The new materials business has reduced losses by nearly half, and it is expected to significantly increase the company’s competitiveness and profitability in the future.

580,000 yuan, an increase of 19 every year.

77%, the three companies engaged in new materials business Liya New Materials, Liya Tetao, Liya Chemical replaced 1.34 million yuan, 1.65 million yuan, 4.84 million yuan, respectively, reducing losses 626 times in total.

270,000 yuan.

The company started to deploy the industrialization of CASAS-300 materials in 2014, and started construction of the industrialization project of CASAS-300 in 2016, and realized profitability in 2018. The business is currently progressing smoothly.

This material is expensive. According to the company’s announced price of about 50,000 to 6 million / kg, the continuous growth of downstream demand in the future and the gradual release of production capacity will significantly enhance the company’s competitiveness and profitability.

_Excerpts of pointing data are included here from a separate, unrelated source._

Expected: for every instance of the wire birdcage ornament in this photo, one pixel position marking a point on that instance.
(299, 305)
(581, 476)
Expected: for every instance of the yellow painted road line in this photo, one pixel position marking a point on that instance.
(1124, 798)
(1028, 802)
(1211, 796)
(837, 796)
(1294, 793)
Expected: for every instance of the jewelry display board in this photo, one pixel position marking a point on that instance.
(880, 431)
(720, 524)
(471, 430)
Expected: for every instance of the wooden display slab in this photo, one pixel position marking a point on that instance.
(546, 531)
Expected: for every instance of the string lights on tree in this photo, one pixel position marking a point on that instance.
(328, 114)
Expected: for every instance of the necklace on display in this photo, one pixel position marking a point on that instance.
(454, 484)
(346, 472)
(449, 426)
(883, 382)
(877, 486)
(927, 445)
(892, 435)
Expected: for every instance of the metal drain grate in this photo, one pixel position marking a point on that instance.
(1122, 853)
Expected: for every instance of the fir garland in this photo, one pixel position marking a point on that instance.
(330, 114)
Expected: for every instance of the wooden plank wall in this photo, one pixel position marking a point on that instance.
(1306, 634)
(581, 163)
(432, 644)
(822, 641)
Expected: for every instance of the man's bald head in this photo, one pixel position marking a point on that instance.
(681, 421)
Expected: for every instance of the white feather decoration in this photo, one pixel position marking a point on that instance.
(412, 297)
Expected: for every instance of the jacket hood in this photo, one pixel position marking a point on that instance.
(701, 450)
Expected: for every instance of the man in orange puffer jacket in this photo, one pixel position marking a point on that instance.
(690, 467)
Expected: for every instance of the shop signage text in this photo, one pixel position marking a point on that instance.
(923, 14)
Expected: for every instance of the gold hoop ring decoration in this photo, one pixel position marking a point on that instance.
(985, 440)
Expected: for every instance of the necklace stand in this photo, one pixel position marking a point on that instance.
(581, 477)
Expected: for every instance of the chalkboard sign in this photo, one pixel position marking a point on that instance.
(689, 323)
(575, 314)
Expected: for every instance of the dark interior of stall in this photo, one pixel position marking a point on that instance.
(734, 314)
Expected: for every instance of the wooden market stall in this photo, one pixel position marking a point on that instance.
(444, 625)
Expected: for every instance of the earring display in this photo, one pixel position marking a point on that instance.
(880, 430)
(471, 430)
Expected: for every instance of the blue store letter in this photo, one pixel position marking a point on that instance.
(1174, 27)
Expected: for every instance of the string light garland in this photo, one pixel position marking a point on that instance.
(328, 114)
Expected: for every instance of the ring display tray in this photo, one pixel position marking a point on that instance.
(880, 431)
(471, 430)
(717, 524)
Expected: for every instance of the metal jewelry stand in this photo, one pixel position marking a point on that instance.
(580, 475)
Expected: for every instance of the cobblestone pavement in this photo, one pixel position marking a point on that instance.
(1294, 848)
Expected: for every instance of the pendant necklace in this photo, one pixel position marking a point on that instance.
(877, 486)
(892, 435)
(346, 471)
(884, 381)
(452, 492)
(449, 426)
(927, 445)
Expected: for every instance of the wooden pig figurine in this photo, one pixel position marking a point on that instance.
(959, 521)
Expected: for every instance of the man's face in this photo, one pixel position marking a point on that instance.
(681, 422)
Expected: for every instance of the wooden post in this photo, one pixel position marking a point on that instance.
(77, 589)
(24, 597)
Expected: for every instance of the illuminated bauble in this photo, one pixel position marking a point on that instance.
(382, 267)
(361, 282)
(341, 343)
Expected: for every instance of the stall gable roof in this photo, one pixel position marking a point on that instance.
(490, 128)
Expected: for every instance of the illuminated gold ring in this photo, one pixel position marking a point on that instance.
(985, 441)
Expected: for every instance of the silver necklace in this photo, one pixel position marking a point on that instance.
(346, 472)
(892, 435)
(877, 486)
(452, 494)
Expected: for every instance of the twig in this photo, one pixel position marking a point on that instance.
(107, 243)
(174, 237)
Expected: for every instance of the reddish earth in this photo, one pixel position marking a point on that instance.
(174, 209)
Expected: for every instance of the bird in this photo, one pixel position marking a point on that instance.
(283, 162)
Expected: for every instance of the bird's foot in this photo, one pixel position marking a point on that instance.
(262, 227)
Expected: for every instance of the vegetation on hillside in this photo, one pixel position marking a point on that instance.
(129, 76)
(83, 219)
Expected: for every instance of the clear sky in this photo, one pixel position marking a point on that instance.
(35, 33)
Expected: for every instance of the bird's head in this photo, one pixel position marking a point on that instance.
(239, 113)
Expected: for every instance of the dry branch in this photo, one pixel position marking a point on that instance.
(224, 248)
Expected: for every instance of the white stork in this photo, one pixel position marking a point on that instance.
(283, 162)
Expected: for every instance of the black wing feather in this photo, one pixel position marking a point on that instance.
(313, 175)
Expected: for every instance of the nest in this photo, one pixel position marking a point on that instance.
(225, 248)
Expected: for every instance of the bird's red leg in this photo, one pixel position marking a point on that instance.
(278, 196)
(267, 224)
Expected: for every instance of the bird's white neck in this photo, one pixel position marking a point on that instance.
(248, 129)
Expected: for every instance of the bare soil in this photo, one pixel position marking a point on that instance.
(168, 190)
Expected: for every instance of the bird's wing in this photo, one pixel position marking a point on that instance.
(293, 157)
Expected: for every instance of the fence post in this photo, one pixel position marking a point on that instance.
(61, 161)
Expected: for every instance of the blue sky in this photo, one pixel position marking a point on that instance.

The decline in the gross profit margin of the trading business, which is expected to achieve revenue in 2019H1’s trading business6.

62 ppm, an increase of 0 per year.

81%, gross profit margin 18.

15% twice a year.

42 points.In 2018, the company’s trade sector business was affected by the shortage of supplementary agent lines and the ceramic capacitor market. The gross profit margin of trading products increased. In 2019, the shortage of ceramic capacitors eased. The product price and gross profit margin generally began to decrease. We believe that the company’s agencyThe business gross margin growth rate is still within 深圳桑拿网 expectations.

Ceramic capacitors and ceramics new materials high-quality civilian enterprises, maintain the “buy” rating company in the first half of the new material business substantially reduced losses, military electronics business grew significantly, we believe that the transition to new materials and military electronics business usher in a high growth period, 2020The performance of -2021 is expected to continue to grow at a high speed. Therefore, the profit forecast for 2020-2021 is raised. It is estimated that Torch Electronics’ operating income for 2019-2021 will be 24.



7.9 billion (number from 19-21 years ago 24.



5.7 billion), net profit attributable to mothers was 4.



1.3 billion (19-21 years ago) 4.



33 ppm), the corresponding EPS is 0.



35 yuan.

Comparable companies’ average P / E in 2019 is estimated to be 34.

42, we give Torch Electronics 34-34 in 2019.

5x P / E estimates with a target price range of 30.


46 yuan / share.

Maintain “Buy” rating.
Risk reminder: Expenditure on military spending and military-civilian integration policies are expected; the promotion of new materials fails to meet expectations.